20 novembre 1942 

L’armée rouge contre-attaque (Stalingrad). Le général Joukov encercle en trois jours la VIème armée du général Paulus.


20 novembre 1952 : élection du maréchal Juin à l’Académie Française.

Le vainqueur de Monte Cassino est appelé au fauteuil de Jean Tharaud (qui avait tenté Saint-Cyr dans sa jeunesse). Sorti major de sa promotion de Saint-Cyr, Juin y côtoie de Gaulle ce qui lui donnera le privilège d’être l’un des seuls généraux à pouvoir tutoyer le Président de la République. Mis cependant à l’écart de la vie publique après le putsch des généraux en Algérie (auquel il ne participe pas), de Gaulle a toujours entretenu des relations distantes avec lui, lui reprochant probablement un engagement tardif à ses côtés et surtout d’avoir débuter le combat contre l’Allemagne sous les ordres de Darlan et Giraud. Il a écrit Trois siècles d’obéissance militaire dont la réédition a été préfacée en 2009 par le général d’armée Irastorza. Il succède à l’Académie française, à Jean Tharaud, auteur voyageur dont les livres sur le monde arabe de l’entre-deux guerre restent toujours très intéressants à lire.

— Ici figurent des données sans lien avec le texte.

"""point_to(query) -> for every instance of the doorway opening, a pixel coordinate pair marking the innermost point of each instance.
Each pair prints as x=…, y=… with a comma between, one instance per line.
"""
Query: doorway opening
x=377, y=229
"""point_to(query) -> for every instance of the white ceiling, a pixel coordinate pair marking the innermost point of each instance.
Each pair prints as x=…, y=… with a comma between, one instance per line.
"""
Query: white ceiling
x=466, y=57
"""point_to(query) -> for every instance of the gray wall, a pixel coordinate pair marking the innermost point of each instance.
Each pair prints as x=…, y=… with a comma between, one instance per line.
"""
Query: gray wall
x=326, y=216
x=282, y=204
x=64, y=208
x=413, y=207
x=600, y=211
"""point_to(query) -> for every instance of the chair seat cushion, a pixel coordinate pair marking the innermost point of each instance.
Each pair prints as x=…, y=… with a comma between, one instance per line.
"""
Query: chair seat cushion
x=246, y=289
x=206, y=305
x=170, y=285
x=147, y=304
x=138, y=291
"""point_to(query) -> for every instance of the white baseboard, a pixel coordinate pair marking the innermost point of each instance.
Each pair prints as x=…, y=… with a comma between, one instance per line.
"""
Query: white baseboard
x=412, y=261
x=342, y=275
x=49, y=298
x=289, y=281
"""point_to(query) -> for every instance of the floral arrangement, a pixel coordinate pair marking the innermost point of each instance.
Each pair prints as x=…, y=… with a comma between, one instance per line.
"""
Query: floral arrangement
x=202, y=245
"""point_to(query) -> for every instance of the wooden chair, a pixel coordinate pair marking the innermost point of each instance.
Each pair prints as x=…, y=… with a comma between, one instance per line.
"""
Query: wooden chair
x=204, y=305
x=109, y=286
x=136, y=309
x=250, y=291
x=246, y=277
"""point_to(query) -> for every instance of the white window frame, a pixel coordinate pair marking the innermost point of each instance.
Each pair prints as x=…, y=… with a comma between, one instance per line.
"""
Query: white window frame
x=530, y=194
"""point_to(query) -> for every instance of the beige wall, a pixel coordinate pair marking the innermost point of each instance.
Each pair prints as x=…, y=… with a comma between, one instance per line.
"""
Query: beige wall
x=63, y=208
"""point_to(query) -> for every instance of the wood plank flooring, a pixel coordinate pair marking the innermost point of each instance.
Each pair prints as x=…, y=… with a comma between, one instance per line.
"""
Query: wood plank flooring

A propos des relations entre De Gaulle et Juin, passant pour être complexes, voici un commentaire extrait d’un envoi du général d’armée J-R Bachelet : « …ce que de Gaulle aurait pu reprocher à Juin, ce n’est pas tant son ralliement tardif que le fait qu’il n’ait pas contesté l’ordre donné par Vichy de s’opposer au débarquement allié en Afrique du Nord en novembre 42, alors même qu’il exerçait le commandement (contrairement à leur camarade de promotion Bethouard au Maroc qui est, de ce fait, emprisonné quelques jours…de même, en métropole, que de Lattre qui sera condamné et s’évadera de la prison de Riom pour rejoindre in fine l’Afrique du Nord). Ce faisant, de Gaulle agit en pragmatique qu’il est: il veut rallier « l’armée d’Afrique » et il connait les capacités militaires de son camarade […] Juin était un grand chef militaire, mais qui poussait à l’excès la dichotomie militaire/politique dans un légalisme/loyalisme qui peut se révéler pervers dans les situations hors normes. De fait, on peut dire, sans forcer le trait, que de Gaulle l’a protégé et que, si Juin est devenu maréchal de France, il le doit à son camarade… ».  Général d’armée J-R Bachelet.


Parachutistes vietnamiens dans la vallée de Dien Bien Phu (Photo ECPAD).

Parachutistes vietnamiens dans la vallée de Dien Bien Phu (Photo ECPAD).

20 novembre 1953 : début de l’opération Castor (Dien Bien Phu – Indochine).

« Opération aéroportée ordonnée par le général Navarre et conduite par le général Gilles, elle consiste à s’emparer de la plaine de Dien Bien Phu pour couper l’offensive du Viet Minh en direction du Laos. Un groupement composé du 6e bataillon de parachutistes coloniaux, du 1er bataillon de parachutistes coloniaux et du 2e bataillon du 1er régiment de chasseurs parachutistes est largué, appuyés par deux batteries du groupement de marche du 35e régiment d’artillerie légère parachutistes et les sapeurs de la 17e compagnie du génie parachutiste. Au total 2 650  hommes. A l’issue des combats contre le 910e bataillon (appartenant au 148e régiment autonome) viêt-minh, l’objectif est conquis ». Commandant Ivan Cadeau (SHD/DREE).